Konu: Bölüm 12
Notlarımı incelerken aklımı kurcalayan birkaç sorunla karşılaşmıştım. Sekiz Ağustos 1969’da ramadanın altında yerleşir yerleşmez don Juan’a sordum: “Bu yeşil sis de bekçi gibi, görmek için insanın yenmek zorunda olduğu bir şey midir?”
Don Juan, “Evet. İnsan her şeyi yenmelidir,” dedi.
“Nasıl yenilir bu yeşil sis yolu?”
“Bekçiyi nasıl yenmiş olmalıydınsa, öyle; onun hiçliğe dönüşmesini sağlayarak...”
“Ne yapmam gerekir yani, sen bana onu söyle.”
“Hiçbi şey yapman gerekmez.

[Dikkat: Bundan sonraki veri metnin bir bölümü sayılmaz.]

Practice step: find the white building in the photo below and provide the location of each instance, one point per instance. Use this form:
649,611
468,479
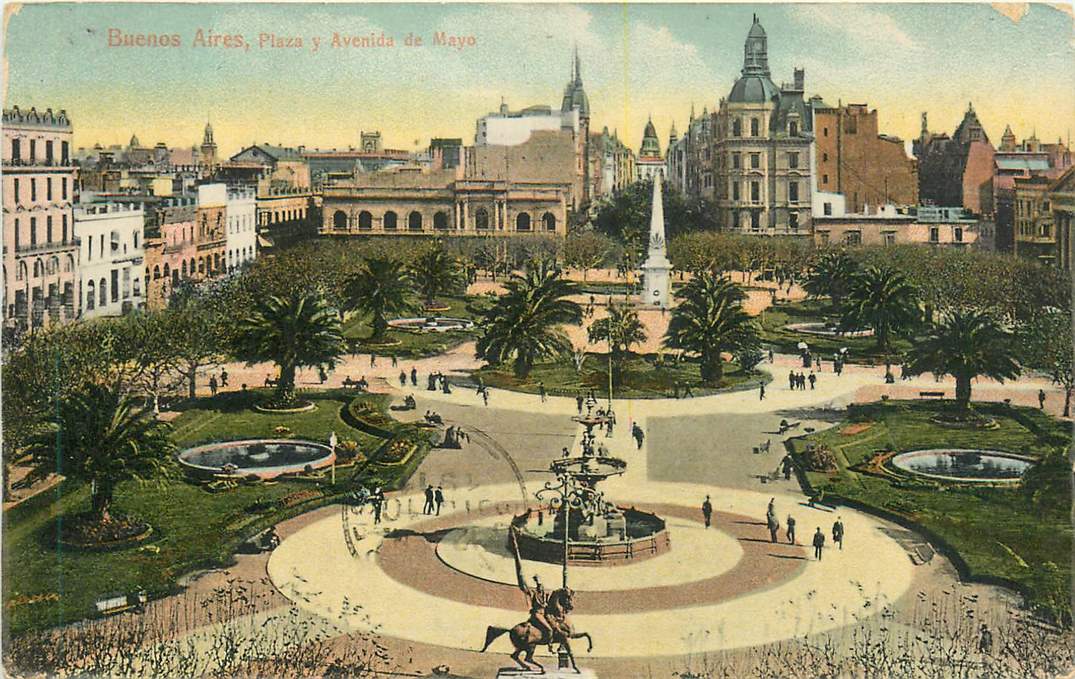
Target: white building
241,213
111,269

Senin yaradılışındaki birine, yeşil sis bekçiden daha kolay gelir. Su kaynağı perisi seni tuttu; oysa biliyorsun, bekçiyle başın belada. Aslına bakarsan bekçiyi hiç görmüş sayılmazsın.”
“Onu sevemedi diye mi acaba? Hoşuma giden bir bekçi görmüş olsaydım ne olurdu? Benim gördüğüm bekçiyi çok güzel bulan insanlar da vardır herhalde. Onlar, hoşlarına gittiği için bekçiyi geçebilirler miydi? Yenebilirler miydi onu?”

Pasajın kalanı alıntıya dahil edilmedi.